Look at the data from the UK. The pandemic is far from over there, although hospitalisations are far far lower than previous peaks. There is a non-significant amount of immunocompromised people in the UK (1million+). Maybe the data we are seeing is because the immunocompromised people who take risks all ended up in hospital and died.

Maybe, what you are left with is a huge number of people scared shitless at home, hiding, lonely, scared in a country where everyone is being told everything is fine. My father is in this position, double vaccinated and tested negative for antibodies. Current data shows extremely low efficacy and antibody production in immunocompromised people.

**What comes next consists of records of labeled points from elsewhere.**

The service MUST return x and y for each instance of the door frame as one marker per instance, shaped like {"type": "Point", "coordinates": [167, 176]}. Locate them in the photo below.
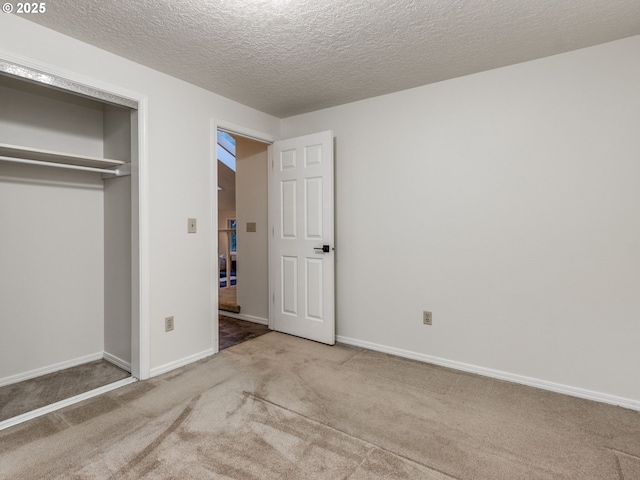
{"type": "Point", "coordinates": [218, 124]}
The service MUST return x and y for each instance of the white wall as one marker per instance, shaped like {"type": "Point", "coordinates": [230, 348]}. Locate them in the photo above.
{"type": "Point", "coordinates": [51, 267]}
{"type": "Point", "coordinates": [253, 251]}
{"type": "Point", "coordinates": [180, 179]}
{"type": "Point", "coordinates": [507, 203]}
{"type": "Point", "coordinates": [51, 234]}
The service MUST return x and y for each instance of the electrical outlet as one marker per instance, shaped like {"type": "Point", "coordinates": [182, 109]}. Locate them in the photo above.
{"type": "Point", "coordinates": [168, 324]}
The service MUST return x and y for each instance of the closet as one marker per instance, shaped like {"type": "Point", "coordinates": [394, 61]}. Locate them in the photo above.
{"type": "Point", "coordinates": [65, 231]}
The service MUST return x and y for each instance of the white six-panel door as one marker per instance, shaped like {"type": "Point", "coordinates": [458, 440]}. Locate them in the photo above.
{"type": "Point", "coordinates": [301, 213]}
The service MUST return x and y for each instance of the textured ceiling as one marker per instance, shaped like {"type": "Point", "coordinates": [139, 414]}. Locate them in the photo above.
{"type": "Point", "coordinates": [286, 57]}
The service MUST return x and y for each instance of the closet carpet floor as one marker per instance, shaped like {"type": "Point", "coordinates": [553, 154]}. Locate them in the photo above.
{"type": "Point", "coordinates": [22, 397]}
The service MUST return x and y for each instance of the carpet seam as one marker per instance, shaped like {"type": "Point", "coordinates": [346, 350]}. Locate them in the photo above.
{"type": "Point", "coordinates": [264, 400]}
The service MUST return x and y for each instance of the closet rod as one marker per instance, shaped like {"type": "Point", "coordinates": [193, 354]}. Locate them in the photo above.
{"type": "Point", "coordinates": [59, 165]}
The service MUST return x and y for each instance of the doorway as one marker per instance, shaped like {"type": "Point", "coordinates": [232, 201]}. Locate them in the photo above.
{"type": "Point", "coordinates": [242, 240]}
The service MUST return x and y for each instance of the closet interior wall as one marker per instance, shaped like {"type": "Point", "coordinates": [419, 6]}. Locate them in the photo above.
{"type": "Point", "coordinates": [65, 235]}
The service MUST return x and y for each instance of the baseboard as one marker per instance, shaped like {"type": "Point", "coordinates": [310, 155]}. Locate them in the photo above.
{"type": "Point", "coordinates": [181, 363]}
{"type": "Point", "coordinates": [65, 403]}
{"type": "Point", "coordinates": [248, 318]}
{"type": "Point", "coordinates": [500, 375]}
{"type": "Point", "coordinates": [20, 377]}
{"type": "Point", "coordinates": [118, 362]}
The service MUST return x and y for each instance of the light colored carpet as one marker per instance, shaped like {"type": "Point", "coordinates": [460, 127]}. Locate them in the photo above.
{"type": "Point", "coordinates": [279, 407]}
{"type": "Point", "coordinates": [22, 397]}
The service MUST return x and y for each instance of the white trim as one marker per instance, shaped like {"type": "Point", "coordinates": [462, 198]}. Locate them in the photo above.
{"type": "Point", "coordinates": [213, 201]}
{"type": "Point", "coordinates": [248, 318]}
{"type": "Point", "coordinates": [118, 362]}
{"type": "Point", "coordinates": [65, 403]}
{"type": "Point", "coordinates": [487, 372]}
{"type": "Point", "coordinates": [181, 363]}
{"type": "Point", "coordinates": [74, 362]}
{"type": "Point", "coordinates": [141, 347]}
{"type": "Point", "coordinates": [69, 75]}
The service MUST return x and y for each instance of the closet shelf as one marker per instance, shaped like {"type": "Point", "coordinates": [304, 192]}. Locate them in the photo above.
{"type": "Point", "coordinates": [51, 156]}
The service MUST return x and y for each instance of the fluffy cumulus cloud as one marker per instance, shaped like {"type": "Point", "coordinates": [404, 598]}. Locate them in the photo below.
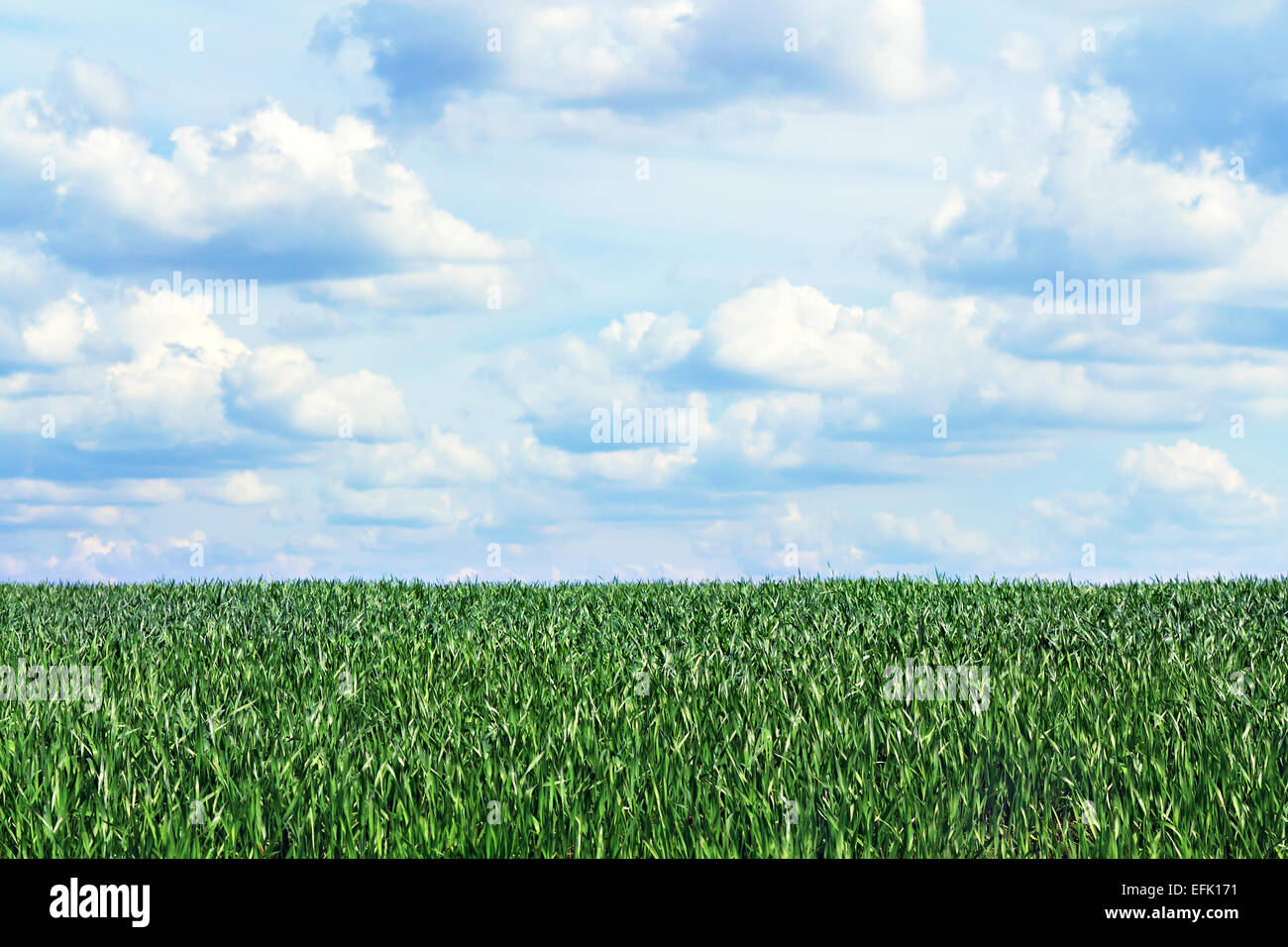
{"type": "Point", "coordinates": [811, 339]}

> Many people who are double vaccinated are testing positive for COVID and therefore capable of spreading it

Yes, but the fact that symptoms tend to be much weaker in the vaccinated likely means it's less likely to spread from them. Currently, the problem is that we have those breakthrough cases, plus also the unvaccinated still spreading the disease.

That said, it's true that the new delta variant may mean we need further boosters.


As mentioned in the parent comment I made, it's a game of odds. It's one thing wearing a mask at the supermarket and passing someone with covid. But if I go to the office, pick up COVID, and I live in the same home as someone who is immunocompromised, they don't stand a chance. This is the reality for many millions of families around the world.